TV Bitburg - SG Gösenroth/Laufersweiler 43:32 (21:15)
Die SG Gösenroth/Laufersweiler hat ihren Teil zu einem Handballfest beigetragen: Die Mannschaft der scheidenden Trainerin Jutta Holl spielte beim TV Bitburg munter mit, musste unterm Strich aber die Stärke des Meisters und Aufsteigers anerkennen und verlor klar. Während die Bitburger Spieler mit ihren Fans den Aufstieg ausgelassen feierten, sich mit Sekt bespritzten und „Oh wie ist das schön…“ trällerten, blieb den Gästen nur die Rolle des Zuschauers. Ganz fair erkannte man aber von SG-Seite nicht nur die klare Niederlage, sondern auch den Bitburger Aufstieg an. „Es war das erwartete Feuerwerk.
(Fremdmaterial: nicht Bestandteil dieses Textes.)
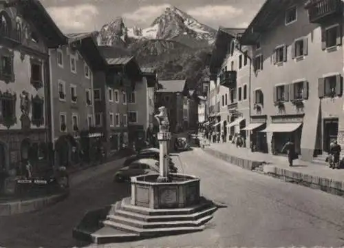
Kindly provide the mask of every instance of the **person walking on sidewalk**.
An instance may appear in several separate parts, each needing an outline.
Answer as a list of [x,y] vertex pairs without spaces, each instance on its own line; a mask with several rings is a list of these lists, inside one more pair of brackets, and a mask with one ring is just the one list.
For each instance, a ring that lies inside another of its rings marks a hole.
[[333,163],[330,164],[330,167],[336,169],[338,167],[339,156],[342,149],[337,143],[337,141],[334,141],[330,146],[330,153],[333,156]]
[[295,152],[295,145],[290,140],[284,145],[281,149],[281,152],[287,152],[288,154],[288,161],[289,162],[289,166],[292,166],[292,161],[297,158],[297,154]]

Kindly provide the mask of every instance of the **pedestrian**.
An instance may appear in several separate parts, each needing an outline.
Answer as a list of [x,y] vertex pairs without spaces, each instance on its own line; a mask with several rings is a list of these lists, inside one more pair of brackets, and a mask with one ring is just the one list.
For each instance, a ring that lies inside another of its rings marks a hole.
[[295,152],[295,145],[291,140],[288,140],[281,150],[281,152],[284,152],[284,151],[287,152],[289,166],[292,167],[293,160],[297,158],[297,154]]
[[333,163],[330,164],[332,169],[338,169],[339,163],[339,157],[341,152],[341,146],[337,143],[337,141],[334,141],[330,145],[330,153],[333,156]]

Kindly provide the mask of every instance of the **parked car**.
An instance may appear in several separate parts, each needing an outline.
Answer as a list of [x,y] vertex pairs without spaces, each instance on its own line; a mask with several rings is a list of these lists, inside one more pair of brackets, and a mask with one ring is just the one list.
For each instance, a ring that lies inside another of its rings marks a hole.
[[159,161],[153,158],[141,158],[131,163],[129,166],[121,168],[115,174],[116,182],[130,180],[131,176],[159,173]]

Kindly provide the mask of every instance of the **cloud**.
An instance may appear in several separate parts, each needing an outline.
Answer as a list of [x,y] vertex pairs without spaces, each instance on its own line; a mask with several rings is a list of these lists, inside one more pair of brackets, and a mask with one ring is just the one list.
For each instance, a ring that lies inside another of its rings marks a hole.
[[162,13],[169,4],[145,6],[139,8],[136,10],[130,13],[125,13],[122,17],[133,21],[147,22],[151,21]]
[[227,26],[228,21],[233,22],[236,17],[241,16],[244,10],[232,6],[204,6],[196,7],[186,11],[189,14],[204,23],[216,22]]
[[57,25],[63,31],[89,31],[94,28],[95,17],[99,14],[92,4],[50,7],[47,9]]

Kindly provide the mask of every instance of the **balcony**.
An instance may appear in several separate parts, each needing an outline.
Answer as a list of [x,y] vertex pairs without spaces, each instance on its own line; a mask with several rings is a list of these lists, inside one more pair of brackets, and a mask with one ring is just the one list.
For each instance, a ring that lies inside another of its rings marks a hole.
[[310,22],[313,23],[340,17],[343,13],[341,0],[310,0],[305,8],[308,10]]
[[219,75],[220,85],[234,87],[237,83],[237,71],[226,71]]

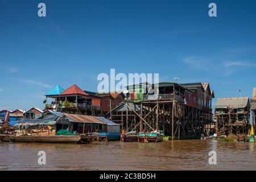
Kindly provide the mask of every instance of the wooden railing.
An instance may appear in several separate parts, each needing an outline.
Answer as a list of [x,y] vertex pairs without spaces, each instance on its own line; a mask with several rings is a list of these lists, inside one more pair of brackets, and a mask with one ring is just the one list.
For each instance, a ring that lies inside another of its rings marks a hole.
[[176,100],[184,102],[181,96],[174,94],[159,94],[154,95],[144,95],[144,100]]

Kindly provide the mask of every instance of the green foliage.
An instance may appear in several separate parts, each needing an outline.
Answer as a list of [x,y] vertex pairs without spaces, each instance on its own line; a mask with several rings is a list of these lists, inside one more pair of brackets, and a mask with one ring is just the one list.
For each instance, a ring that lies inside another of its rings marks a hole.
[[46,104],[46,109],[48,109],[49,107],[49,105]]
[[64,101],[60,103],[61,106],[65,107],[75,107],[75,104],[69,101]]

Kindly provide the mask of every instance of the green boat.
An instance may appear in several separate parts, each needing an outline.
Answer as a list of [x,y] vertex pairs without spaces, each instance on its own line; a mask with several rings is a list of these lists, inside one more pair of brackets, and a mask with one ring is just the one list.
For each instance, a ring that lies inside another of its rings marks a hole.
[[138,140],[139,142],[160,142],[163,141],[163,131],[154,133],[139,133]]

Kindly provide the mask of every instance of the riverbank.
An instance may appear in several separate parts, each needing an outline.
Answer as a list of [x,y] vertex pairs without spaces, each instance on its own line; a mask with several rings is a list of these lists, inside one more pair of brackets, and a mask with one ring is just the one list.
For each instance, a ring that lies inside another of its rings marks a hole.
[[[39,165],[38,153],[46,154]],[[217,152],[209,165],[209,152]],[[253,170],[254,143],[168,140],[104,144],[0,143],[1,170]]]

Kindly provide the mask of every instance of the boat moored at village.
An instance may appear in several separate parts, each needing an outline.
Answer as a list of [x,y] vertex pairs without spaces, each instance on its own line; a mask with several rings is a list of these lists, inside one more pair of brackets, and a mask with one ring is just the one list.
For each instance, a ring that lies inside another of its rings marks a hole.
[[138,140],[139,142],[160,142],[163,141],[164,134],[163,131],[159,130],[158,131],[151,133],[139,133]]
[[131,131],[126,133],[123,132],[121,135],[121,141],[134,142],[138,141],[138,134],[136,131]]

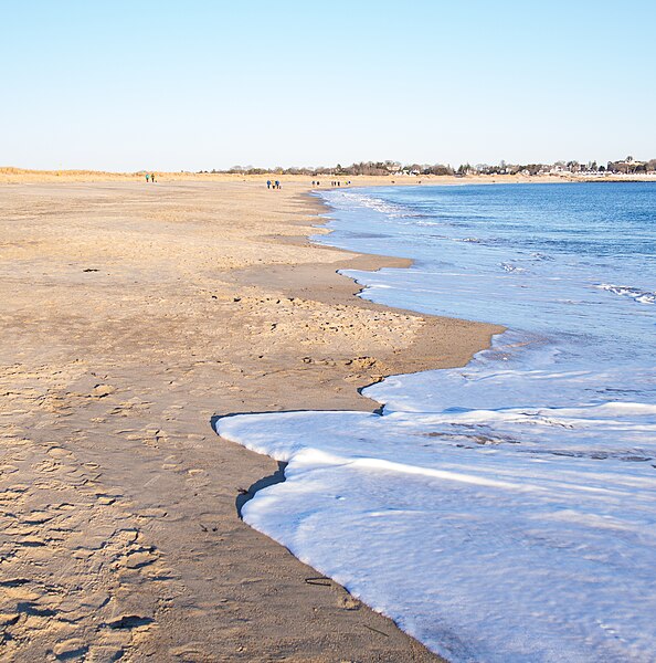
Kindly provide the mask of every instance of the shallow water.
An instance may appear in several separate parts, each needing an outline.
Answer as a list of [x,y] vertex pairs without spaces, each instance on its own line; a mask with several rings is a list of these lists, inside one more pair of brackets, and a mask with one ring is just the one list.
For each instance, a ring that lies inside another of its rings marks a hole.
[[656,657],[656,185],[331,191],[362,296],[506,325],[383,414],[228,418],[288,461],[244,518],[454,661]]

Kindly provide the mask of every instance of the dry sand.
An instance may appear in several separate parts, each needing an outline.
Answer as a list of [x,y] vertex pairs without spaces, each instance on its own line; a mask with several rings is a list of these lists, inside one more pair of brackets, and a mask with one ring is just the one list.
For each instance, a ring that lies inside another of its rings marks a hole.
[[96,179],[0,186],[0,657],[436,660],[239,519],[277,466],[210,421],[372,409],[498,328],[356,298],[404,261],[309,244],[305,181]]

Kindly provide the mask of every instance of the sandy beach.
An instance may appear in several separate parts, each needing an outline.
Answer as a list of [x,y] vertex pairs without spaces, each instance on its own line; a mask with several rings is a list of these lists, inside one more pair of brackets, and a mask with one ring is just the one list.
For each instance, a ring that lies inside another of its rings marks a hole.
[[3,173],[3,660],[437,660],[240,520],[279,470],[211,428],[499,330],[357,298],[337,270],[406,263],[309,243],[305,179]]

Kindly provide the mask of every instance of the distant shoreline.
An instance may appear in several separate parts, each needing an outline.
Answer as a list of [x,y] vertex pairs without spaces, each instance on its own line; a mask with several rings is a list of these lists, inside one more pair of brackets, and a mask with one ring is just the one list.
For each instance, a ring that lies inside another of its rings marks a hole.
[[[320,188],[330,188],[332,180],[343,185],[350,181],[351,186],[413,186],[413,185],[448,185],[448,183],[544,183],[544,182],[656,182],[656,172],[645,175],[590,175],[563,172],[562,175],[246,175],[231,172],[171,172],[154,170],[156,183],[158,181],[215,181],[215,182],[266,182],[275,178],[282,183],[303,182],[309,185],[319,180]],[[114,172],[108,170],[39,170],[15,168],[12,166],[0,167],[0,183],[29,183],[29,182],[99,182],[99,181],[144,181],[146,171]],[[150,185],[149,185],[150,186]]]

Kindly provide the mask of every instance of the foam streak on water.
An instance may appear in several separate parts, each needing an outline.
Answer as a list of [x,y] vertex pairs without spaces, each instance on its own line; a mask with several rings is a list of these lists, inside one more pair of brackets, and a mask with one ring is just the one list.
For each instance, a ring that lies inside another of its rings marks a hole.
[[362,296],[509,330],[363,412],[240,415],[253,527],[454,661],[656,659],[656,186],[326,194]]

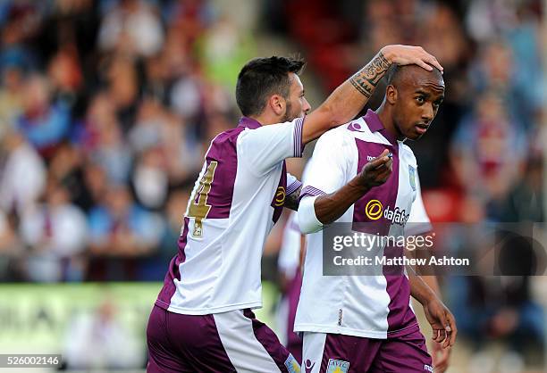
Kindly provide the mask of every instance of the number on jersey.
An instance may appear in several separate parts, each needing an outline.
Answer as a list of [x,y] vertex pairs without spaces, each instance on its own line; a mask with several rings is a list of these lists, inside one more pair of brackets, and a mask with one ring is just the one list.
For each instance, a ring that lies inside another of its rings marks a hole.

Ich bin mit der Vorstellung meiner Jungs noch nicht einmal unzufrieden. Bitburg hat aber auch gegen uns unterstrichen, dass es aufgrund der großen individuellen Klasse verdient aufgestiegen ist“, betonte Holl. Trotz der klaren Pleite war es auch für Timo Stoffel (geht nach Irmenach) und Florian Hübner (hört aus familiären Gründen auf) ein würdiger Abschluss. „Die Kulisse mit fast 500 Zuschauern war beeindruckend. Wir wollten noch mal alles geben, Bitburg war einfach zu stark“, sagte Hübner, der sich als Top-Torjäger der Rheinlandliga verabschiedet. Hübner räumt künftig Frau und Nachwuchs Priorität ein, gestand aber am Samstag auch ein, „dass ich sehr gerne noch einmal mit solch einem super Trainer wie Daniel Fellenzer zusammengearbeitet hätte.“ bon/aa
Gösenroth: Meyer, Lengert – Stoffel (6), J. Tatsch (2), Stumm (2), Hermann (2), Dreher (4), Müller (4), Peltsch (3), Gerhard (2), Hübner (6/3), A. Tatsch, Marius Fritz (1).
Rhein-Hunsrück-Zeitung vom Montag, 30. April 2012, Seite 26
Handball-Rheinlandliga Nur wenn Gösenroth beim Tabellenführer Bitburg nicht verliert, kann die HSG aufsteigen
Simmern. Saisonfinale in der Handball-Rheinlandliga: Die HSG Irmenach muss am heutigen Samstag (19.30 Uhr) einen Punkt auf den TV Bitburg gutmachen, um Meister zu werden. Das funktioniert aber nur mit der Schützenhilfe des Lokalrivalen SG Gösenroth.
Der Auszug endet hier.